I am currently trying to run a linear model on a large data set, but am running into issues with some specific variables.
pv_model <- lm(SalePrice ~ MSSubClass + LotConfig + GarageArea + LotFrontage, data = train)
summary(pv_model)
Here is code for my regression. SalePrice, MSSubClass, GarageArea, and LotFrontage are all numeric fields, while LotConfig is a factored variable.
Here is the output of my pv_model:
Estimate Std. Error t value Pr(>|t|)
(Intercept) 98154.64 17235.51 5.695 1.75e-08 ***
MSSubClass 50.05 58.38 0.857 0.391539
LotConfigCulDSac 69949.50 12740.62 5.490 5.42e-08 ***
LotConfigFR2 19998.34 14592.31 1.370 0.170932
LotConfigFR3 21390.99 34126.44 0.627 0.530962
LotConfigInside 21666.04 5597.33 3.871 0.000118 ***
GarageArea 175.67 10.96 16.035 < 2e-16 ***
LotFrontage101 42571.20 42664.89 0.998 0.318682
LotFrontage102 26051.49 35876.54 0.726 0.467968
LotFrontage103 36528.81 35967.56 1.016 0.310131
LotFrontage104 218129.42 58129.56 3.752 0.000188 ***
LotFrontage105 61737.12 27618.21 2.235 0.025673 *
LotFrontage106 40806.22 58159.42 0.702 0.483120
LotFrontage107 36744.69 29494.94 1.246 0.213211
LotFrontage108 71537.30 42565.91 1.681 0.093234 .
LotFrontage109 -29193.02 42528.98 -0.686 0.492647
LotFrontage110 73589.28 27706.92 2.656 0.008068 **
As you can see, the first variables operate correctly.

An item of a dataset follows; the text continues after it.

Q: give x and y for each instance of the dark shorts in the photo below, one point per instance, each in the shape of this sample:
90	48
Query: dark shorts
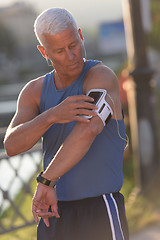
98	218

Both the factored and numeric fields respond appropriately. That is, until it gets to LotFrontage. For whatever reason, the model runs the regression on every single level of LotFrontage.
For reference, LotFrontage describes the square footage of the subject's front yard. I have properly cleaned the data and replaced NA values. I really am at a loss for why this particular column is acting so unusually.
Any help is greatly appreciated.
If I download the data from the kaggle link or use a github link and do:
train = read.csv("train.csv")
class(x$LotFrontage)
[1] "integer"
pv_model <- lm(SalePrice ~ MSSubClass + LotConfig + GarageArea + LotFrontage,
data = train)
summary(pv_model)
Call:
lm(formula = SalePrice ~ MSSubClass + LotConfig + GarageArea +
LotFrontage, data = train)
Residuals:
Min 1Q Median 3Q Max
-380310 -33812 -4418 24345 487970
Coefficients:
Estimate Std. Error t value Pr(>|t|)
(Intercept) 11915.866 9455.677 1.260 0.20785
MSSubClass 105.699 45.345 2.331 0.01992 *
LotConfigCulDSac 81789.113 10547.120 7.755 1.89e-14 ***
LotConfigFR2 17736.355 11787.227 1.505 0.13266
LotConfigFR3 17649.409 31418.281 0.562 0.57439
LotConfigInside 13073.201 5002.092 2.614 0.00907 **
GarageArea 208.708 8.725 23.920 < 2e-16 ***
LotFrontage 722.380 88.294 8.182 7.12e-16 ***
---
Signif. codes: 0 ‘***’ 0.001 ‘**’ 0.01 ‘*’ 0.05 ‘.’ 0.1 ‘ ’ 1
Suggest that you read in the csv again like above.